Fix: Treat the review checklist as an engineering document. Document scope rationale, encryption approach, audit logging, and session management explicitly before submission — these are technical deliverables, not legal formalities.


Pro Tips for a Successful Epic SMART on FHIR Integration

A few patterns separate integrations that go live cleanly from the ones that stall at the finish line:

  • Build token refresh into your architecture on day one, not after launch. Sandbox sessions are short-lived and won't surface refresh failures the way production sessions will.
  • Keep sandbox, staging, and production environments strictly separate — each needs its own client IDs, redirect URIs, and credentials. Treating them as interchangeable is a leading cause of go-live failures.
  • Design for clinician workflow first. An app that embeds cleanly within Epic without requiring separate logins or redundant data entry drives adoption; technically sound apps that disrupt existing workflows face resistance regardless of their quality.
  • Healthcare vendors looking to deploy EHR-embedded applications without building full SMART on FHIR infrastructure from scratch may want to watch VectorCare's SoFaaS (SMART on FHIR as a Service) platform, launching in 2026, which is built to reduce deployment timelines from months to weeks.

Conclusion

The quality of your Epic SMART on FHIR integration determines whether the app delivers clinical value or becomes a maintenance burden. Authentication errors, scope mismatches, and failed Showroom reviews are all preventable: the difference is whether the integration is approached as a disciplined, sequenced process or a technical sprint.

Take an incremental approach: prove one launch context, validate one FHIR resource workflow, complete one round of UAT with actual clinicians. Teams that move this way reach stable production deployments faster than those who attempt to build everything simultaneously. VectorCare's own path to Epic Showroom — including the Medical Transfer Protocol app launched with Priority Dispatch Corp — followed exactly this pattern. The governance overhead is real, but it's navigable when you sequence the work deliberately.


Frequently Asked Questions

Does Epic support SMART on FHIR?

Yes. Epic fully supports SMART on FHIR using OAuth 2.0, covering both EHR-launched and standalone launch contexts for patients and providers. All API access is governed through the Epic Connection Hub, and apps must complete registration and review before accessing Epic's FHIR R4 APIs in production.

Does Epic support FHIR subscriptions?

Epic's current FHIR R4 API catalogue supports resource query and bulk export patterns. HL7 defines the FHIR R4 Subscription resource, but Epic has not published a general R4 Subscription API in its public catalogue. Check Epic's FHIR specifications for current support status before building subscription-dependent architecture.

How does SMART on FHIR work?

SMART on FHIR layers an OAuth 2.0 / OIDC authorization framework on top of the FHIR data standard.

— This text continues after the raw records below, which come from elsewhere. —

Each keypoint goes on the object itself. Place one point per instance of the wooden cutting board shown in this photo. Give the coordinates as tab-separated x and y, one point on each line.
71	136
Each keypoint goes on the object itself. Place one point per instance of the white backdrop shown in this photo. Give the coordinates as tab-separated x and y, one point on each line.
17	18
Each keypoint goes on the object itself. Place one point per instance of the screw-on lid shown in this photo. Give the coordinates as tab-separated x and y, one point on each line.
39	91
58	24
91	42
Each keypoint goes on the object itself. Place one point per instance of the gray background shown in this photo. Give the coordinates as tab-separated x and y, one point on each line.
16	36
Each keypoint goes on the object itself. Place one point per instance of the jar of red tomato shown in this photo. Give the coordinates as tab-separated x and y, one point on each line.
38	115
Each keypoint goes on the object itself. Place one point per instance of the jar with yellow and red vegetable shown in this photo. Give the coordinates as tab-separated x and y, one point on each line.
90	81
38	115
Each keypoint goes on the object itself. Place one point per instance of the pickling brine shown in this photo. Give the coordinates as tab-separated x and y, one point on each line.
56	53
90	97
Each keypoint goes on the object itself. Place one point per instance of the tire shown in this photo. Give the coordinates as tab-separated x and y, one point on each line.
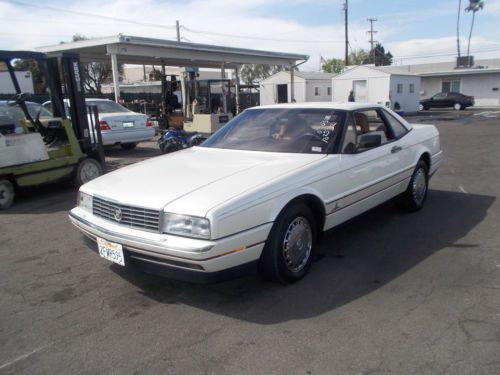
87	170
413	199
7	194
289	249
128	146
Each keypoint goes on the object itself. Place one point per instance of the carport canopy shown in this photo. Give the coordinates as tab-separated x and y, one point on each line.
127	49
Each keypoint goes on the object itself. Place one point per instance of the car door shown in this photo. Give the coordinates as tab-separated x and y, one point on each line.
368	176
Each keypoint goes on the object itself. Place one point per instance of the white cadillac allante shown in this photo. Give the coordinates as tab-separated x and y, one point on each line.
259	192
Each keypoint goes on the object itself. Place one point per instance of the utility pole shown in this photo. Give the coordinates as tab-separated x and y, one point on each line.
346	35
372	32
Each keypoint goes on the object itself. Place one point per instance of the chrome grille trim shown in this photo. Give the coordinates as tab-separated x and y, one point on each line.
136	217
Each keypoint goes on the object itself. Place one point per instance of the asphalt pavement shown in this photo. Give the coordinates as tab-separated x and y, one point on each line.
394	293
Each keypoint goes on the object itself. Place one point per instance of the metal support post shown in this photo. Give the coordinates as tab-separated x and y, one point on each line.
116	76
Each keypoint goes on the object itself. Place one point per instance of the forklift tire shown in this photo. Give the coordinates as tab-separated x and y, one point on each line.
128	146
7	194
87	170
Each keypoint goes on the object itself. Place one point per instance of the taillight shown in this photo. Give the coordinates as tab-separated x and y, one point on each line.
104	125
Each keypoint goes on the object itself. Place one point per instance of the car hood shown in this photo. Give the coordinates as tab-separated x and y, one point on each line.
170	181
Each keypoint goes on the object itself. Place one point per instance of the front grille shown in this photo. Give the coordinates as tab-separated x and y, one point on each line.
136	217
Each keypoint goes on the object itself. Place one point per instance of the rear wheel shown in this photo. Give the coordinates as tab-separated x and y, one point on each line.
87	170
7	194
128	146
288	252
414	197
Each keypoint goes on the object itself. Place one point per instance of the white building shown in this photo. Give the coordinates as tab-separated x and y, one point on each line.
25	82
370	84
308	87
481	81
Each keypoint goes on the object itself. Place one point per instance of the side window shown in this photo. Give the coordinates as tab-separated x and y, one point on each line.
396	127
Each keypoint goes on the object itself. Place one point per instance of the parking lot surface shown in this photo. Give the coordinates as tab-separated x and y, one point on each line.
393	293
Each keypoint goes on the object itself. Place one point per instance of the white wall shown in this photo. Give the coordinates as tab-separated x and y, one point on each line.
478	85
310	89
269	91
25	83
408	101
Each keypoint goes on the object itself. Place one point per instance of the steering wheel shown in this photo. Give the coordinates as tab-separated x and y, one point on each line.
18	98
306	138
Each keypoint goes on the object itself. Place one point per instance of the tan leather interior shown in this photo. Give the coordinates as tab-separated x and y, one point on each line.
362	121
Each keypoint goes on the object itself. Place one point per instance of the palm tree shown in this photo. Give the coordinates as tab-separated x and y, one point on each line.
474	6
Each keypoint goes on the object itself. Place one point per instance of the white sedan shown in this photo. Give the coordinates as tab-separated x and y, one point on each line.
258	193
119	125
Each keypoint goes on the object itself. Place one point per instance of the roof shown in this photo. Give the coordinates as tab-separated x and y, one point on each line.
314	75
139	50
384	69
346	106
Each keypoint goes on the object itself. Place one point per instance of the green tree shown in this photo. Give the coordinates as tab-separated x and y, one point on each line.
378	56
358	57
36	74
333	66
474	7
252	73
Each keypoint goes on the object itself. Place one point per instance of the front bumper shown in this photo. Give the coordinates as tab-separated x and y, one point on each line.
174	256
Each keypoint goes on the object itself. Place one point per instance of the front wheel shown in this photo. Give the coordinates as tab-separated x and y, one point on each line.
414	197
287	255
87	170
7	194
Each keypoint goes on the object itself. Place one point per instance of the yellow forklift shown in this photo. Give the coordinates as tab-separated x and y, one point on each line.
49	150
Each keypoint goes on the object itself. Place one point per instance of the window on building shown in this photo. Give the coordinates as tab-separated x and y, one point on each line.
452	85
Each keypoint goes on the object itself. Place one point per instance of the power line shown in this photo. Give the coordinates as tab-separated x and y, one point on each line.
372	32
204	32
84	14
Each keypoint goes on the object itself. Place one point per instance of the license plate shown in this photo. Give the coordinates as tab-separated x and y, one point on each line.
111	251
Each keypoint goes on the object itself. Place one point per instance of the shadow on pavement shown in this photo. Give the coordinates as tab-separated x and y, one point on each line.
359	257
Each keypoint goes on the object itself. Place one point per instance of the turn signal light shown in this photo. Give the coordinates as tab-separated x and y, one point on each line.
104	125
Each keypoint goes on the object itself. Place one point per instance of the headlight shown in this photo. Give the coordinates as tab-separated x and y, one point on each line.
85	201
189	226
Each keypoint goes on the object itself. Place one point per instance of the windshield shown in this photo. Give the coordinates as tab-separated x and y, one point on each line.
292	130
105	106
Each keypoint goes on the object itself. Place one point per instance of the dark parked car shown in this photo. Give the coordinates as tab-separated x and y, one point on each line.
447	99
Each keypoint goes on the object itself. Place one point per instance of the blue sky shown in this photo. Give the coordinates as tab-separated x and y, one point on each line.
415	31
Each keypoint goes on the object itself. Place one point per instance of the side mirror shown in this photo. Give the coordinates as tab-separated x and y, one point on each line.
368	141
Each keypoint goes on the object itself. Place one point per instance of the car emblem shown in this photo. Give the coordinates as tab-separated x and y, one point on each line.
118	215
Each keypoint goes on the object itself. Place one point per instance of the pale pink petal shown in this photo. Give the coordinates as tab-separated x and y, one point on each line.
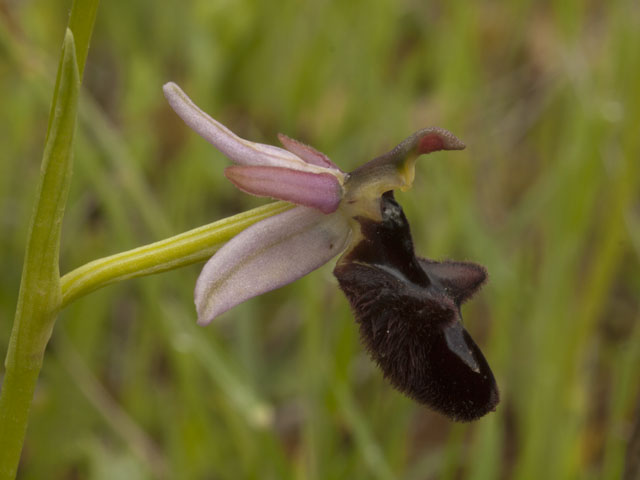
268	255
307	153
317	190
239	150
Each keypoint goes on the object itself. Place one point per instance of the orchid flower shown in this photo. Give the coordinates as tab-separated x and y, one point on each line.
408	309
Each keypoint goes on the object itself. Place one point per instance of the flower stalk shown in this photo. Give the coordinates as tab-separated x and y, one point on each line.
181	250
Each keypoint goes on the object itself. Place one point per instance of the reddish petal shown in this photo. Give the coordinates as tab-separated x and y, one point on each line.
317	190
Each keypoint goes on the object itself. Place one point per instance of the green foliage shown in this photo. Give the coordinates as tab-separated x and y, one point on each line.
544	95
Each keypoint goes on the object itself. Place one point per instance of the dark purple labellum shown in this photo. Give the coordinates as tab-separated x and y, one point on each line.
408	310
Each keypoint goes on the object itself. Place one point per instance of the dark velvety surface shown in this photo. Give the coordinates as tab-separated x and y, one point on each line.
408	310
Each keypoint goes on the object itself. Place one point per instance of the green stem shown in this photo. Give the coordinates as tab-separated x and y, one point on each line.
40	294
184	249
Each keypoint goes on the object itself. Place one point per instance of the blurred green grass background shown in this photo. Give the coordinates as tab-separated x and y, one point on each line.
546	97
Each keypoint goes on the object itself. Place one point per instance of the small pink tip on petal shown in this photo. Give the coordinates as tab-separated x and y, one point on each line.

Third-party apps can launch securely within an EHR context, inherit the clinician's active session via the launch parameter, and access patient data through authorized API calls — without requiring a separate login.

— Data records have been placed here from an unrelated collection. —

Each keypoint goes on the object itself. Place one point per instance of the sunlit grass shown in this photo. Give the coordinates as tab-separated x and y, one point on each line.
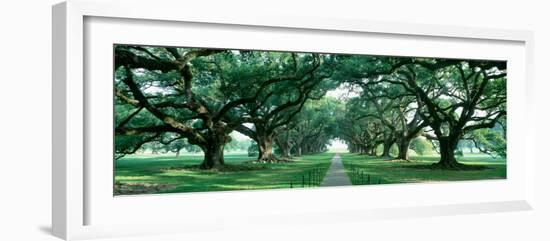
182	175
387	171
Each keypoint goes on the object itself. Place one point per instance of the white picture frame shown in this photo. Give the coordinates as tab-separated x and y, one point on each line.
76	192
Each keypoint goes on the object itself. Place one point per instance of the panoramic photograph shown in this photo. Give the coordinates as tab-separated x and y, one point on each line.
192	119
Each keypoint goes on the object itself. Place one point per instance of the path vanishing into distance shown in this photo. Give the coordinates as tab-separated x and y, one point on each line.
336	174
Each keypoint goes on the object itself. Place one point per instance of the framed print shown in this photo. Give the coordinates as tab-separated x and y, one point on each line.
163	121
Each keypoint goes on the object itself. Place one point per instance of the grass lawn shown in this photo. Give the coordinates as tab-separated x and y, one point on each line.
167	174
384	171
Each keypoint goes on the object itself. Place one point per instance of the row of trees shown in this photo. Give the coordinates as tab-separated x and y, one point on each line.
443	100
165	95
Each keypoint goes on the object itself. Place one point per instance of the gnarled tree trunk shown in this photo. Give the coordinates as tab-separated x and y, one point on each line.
387	146
403	147
447	147
265	146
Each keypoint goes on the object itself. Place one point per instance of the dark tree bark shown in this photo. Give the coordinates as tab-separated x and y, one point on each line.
388	142
265	146
403	146
447	147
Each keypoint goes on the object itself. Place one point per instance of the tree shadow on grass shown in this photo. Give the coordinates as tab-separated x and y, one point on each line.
220	169
460	167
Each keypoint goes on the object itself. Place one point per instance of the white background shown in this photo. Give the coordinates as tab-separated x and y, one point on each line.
25	131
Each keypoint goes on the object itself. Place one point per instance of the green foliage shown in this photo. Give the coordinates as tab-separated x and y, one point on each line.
421	146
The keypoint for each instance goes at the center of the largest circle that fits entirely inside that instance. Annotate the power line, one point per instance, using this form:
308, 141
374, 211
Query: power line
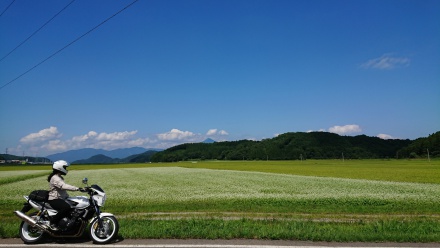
7, 8
37, 30
75, 40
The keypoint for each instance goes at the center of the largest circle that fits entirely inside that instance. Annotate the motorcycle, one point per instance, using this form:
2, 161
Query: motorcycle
102, 228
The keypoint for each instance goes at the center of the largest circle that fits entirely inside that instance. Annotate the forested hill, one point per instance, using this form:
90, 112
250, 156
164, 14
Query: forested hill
288, 146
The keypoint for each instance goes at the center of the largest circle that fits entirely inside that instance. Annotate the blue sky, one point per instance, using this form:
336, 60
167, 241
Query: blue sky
162, 73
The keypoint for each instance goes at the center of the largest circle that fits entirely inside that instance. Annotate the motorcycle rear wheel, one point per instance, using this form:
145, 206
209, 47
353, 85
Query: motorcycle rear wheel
105, 234
29, 234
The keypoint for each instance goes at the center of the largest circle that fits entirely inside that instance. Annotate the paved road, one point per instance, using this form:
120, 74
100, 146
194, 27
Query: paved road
201, 243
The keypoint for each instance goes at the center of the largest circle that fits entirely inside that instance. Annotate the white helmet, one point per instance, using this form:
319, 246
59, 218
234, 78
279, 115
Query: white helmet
61, 166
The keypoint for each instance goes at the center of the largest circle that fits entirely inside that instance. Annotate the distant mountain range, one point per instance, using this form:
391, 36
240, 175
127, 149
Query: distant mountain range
86, 153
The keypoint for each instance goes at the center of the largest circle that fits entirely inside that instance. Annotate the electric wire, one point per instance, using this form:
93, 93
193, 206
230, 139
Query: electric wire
37, 30
7, 8
75, 40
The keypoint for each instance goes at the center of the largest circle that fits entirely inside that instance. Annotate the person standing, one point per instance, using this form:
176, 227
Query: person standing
58, 192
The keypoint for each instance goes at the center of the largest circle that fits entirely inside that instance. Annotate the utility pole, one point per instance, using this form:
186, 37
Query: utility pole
429, 160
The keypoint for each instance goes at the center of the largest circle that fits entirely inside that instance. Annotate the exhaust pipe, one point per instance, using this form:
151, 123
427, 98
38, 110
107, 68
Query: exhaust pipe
29, 220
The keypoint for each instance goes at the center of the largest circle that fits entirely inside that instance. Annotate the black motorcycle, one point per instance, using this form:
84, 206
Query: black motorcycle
85, 215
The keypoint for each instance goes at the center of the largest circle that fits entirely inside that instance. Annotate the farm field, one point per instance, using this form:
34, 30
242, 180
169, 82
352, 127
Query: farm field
365, 200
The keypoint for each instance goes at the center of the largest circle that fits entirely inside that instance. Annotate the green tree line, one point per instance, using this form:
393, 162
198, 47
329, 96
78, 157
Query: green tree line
301, 145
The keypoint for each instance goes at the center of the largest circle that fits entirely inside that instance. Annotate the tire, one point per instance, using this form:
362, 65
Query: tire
29, 234
107, 233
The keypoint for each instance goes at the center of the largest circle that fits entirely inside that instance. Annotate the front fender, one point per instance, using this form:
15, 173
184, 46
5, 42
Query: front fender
101, 215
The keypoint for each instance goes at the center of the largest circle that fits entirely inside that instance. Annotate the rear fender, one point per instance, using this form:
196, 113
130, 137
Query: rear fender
101, 215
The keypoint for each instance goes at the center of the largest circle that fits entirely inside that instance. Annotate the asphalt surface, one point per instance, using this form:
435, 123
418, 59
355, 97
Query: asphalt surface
199, 243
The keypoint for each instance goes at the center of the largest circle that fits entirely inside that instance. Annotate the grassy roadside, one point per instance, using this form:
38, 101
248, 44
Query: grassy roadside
222, 200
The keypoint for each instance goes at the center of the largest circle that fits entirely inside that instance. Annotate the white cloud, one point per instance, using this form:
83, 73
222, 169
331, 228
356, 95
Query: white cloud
347, 129
385, 136
320, 130
84, 138
386, 62
41, 136
175, 134
212, 132
115, 136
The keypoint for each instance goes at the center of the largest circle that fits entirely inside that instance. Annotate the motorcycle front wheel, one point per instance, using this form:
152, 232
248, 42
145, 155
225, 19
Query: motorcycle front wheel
29, 234
106, 233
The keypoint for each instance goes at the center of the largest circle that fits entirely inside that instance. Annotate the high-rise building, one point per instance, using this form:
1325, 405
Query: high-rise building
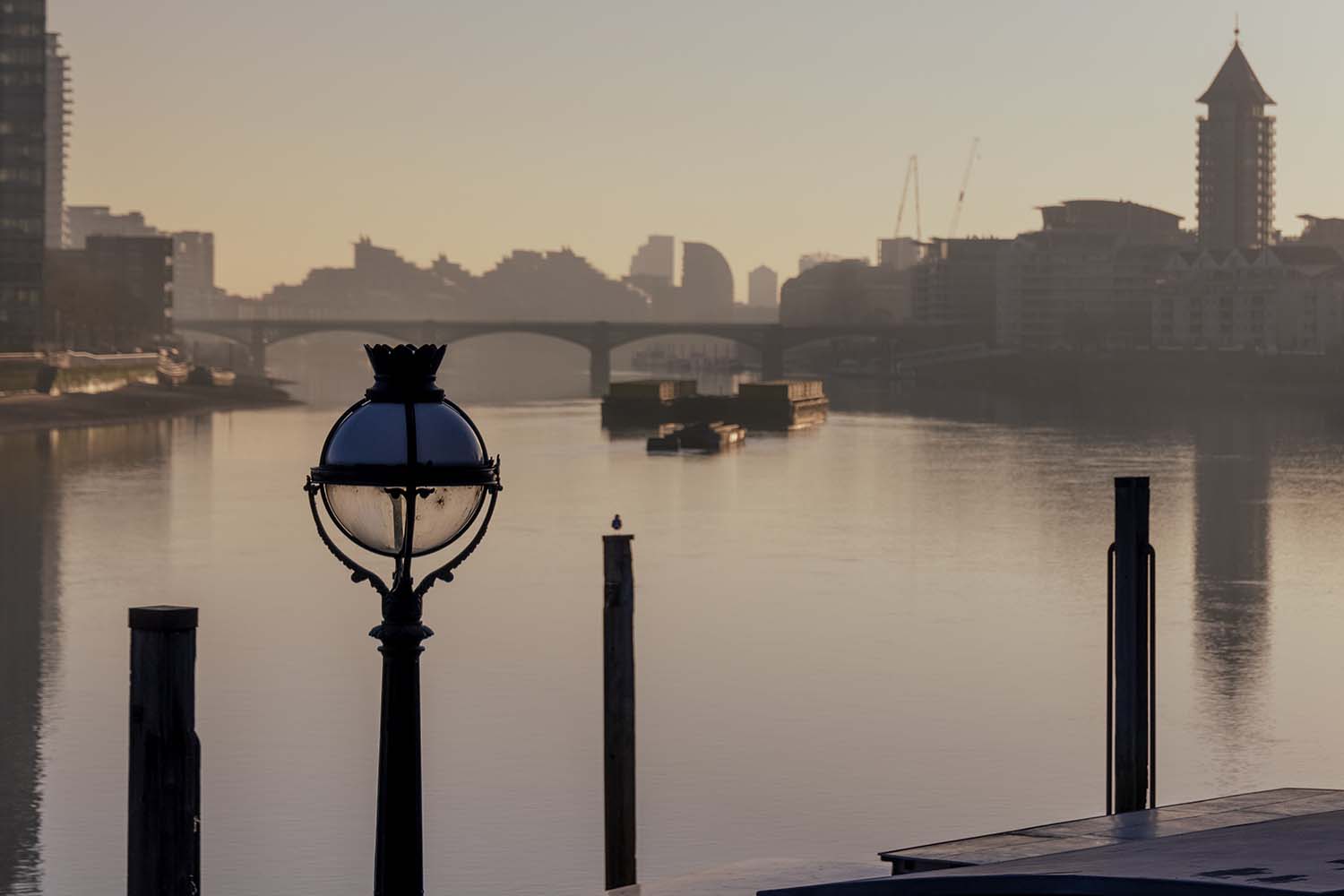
762, 288
23, 75
58, 134
142, 268
706, 284
655, 258
193, 273
1236, 159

What is the difference between FHIR and SMART on FHIR?

FHIR is the data and API standard governing how clinical information is structured and exchanged. SMART on FHIR is the security and launch framework that governs how apps authenticate, launch within an EHR, and are granted access to that FHIR data. In practice, you need both: FHIR to define the data, and SMART on FHIR to control who accesses it.

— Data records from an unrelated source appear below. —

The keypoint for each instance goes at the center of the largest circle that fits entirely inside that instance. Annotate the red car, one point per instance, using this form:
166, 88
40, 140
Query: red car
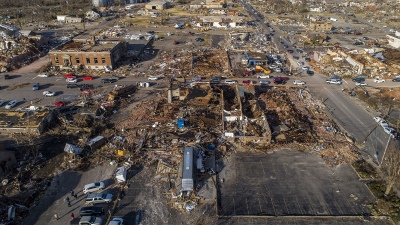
247, 73
59, 103
87, 77
69, 75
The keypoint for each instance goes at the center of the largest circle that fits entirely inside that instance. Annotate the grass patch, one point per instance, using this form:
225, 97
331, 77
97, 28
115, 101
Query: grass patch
365, 170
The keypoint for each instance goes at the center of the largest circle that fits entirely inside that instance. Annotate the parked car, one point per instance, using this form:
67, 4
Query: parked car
334, 81
92, 187
107, 69
91, 211
263, 76
69, 75
107, 80
153, 78
248, 72
361, 83
378, 80
86, 220
59, 103
116, 221
72, 86
87, 77
381, 121
305, 68
49, 93
396, 79
11, 104
35, 86
230, 81
92, 199
246, 81
279, 80
199, 39
358, 79
71, 80
299, 82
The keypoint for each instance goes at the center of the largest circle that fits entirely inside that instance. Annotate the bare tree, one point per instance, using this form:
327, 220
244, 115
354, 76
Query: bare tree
391, 166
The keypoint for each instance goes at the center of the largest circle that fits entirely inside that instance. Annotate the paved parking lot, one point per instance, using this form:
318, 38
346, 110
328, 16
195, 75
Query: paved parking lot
290, 183
302, 221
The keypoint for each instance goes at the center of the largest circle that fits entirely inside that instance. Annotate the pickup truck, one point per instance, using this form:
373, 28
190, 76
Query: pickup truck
334, 81
98, 199
86, 220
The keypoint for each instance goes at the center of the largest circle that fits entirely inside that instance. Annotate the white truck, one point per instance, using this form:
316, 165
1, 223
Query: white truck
86, 220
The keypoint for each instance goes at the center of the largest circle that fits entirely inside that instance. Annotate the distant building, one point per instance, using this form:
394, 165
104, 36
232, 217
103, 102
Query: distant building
156, 5
188, 169
320, 26
220, 21
93, 54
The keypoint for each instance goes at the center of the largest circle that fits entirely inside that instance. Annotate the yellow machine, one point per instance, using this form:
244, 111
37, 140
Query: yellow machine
263, 70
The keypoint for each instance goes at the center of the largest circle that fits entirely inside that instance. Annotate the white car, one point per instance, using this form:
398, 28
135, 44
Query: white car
107, 69
92, 187
377, 119
378, 80
230, 81
49, 93
116, 221
272, 66
390, 130
362, 83
262, 76
153, 78
299, 82
11, 104
71, 80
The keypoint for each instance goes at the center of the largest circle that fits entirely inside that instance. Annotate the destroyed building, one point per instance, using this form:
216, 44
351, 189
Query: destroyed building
93, 53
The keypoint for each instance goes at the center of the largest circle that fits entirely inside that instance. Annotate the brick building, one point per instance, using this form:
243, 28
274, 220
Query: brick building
95, 54
320, 26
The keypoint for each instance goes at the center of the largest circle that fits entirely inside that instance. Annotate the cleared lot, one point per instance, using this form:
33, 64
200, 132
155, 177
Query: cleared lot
290, 183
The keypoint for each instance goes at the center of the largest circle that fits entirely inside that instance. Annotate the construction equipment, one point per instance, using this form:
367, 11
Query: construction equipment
202, 29
121, 91
263, 70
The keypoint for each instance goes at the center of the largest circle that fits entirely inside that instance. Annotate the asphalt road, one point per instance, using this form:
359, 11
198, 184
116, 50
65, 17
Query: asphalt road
348, 112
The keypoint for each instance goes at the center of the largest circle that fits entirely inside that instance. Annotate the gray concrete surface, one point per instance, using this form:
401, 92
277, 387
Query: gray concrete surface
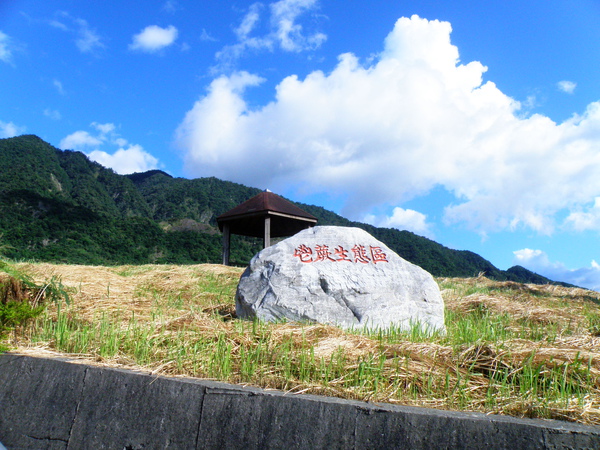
57, 404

How long does an Epic SMART on FHIR integration typically take?

Technical development often takes 4–12 weeks, but governance, security review, and Epic Showroom approval can extend the full timeline to 6–12 months or more. Multi-team coordination across IT, compliance, and clinical leadership is standard — budget for it early.

What FHIR resources does Epic expose for patient data retrieval?

Epic's FHIR R4 APIs expose resources including Patient, Encounter, Observation, Condition, MedicationRequest, and Coverage, though available resources and supported search parameters vary by Epic environment and customer configuration. See the Epic FHIR specifications catalogue for the full current list.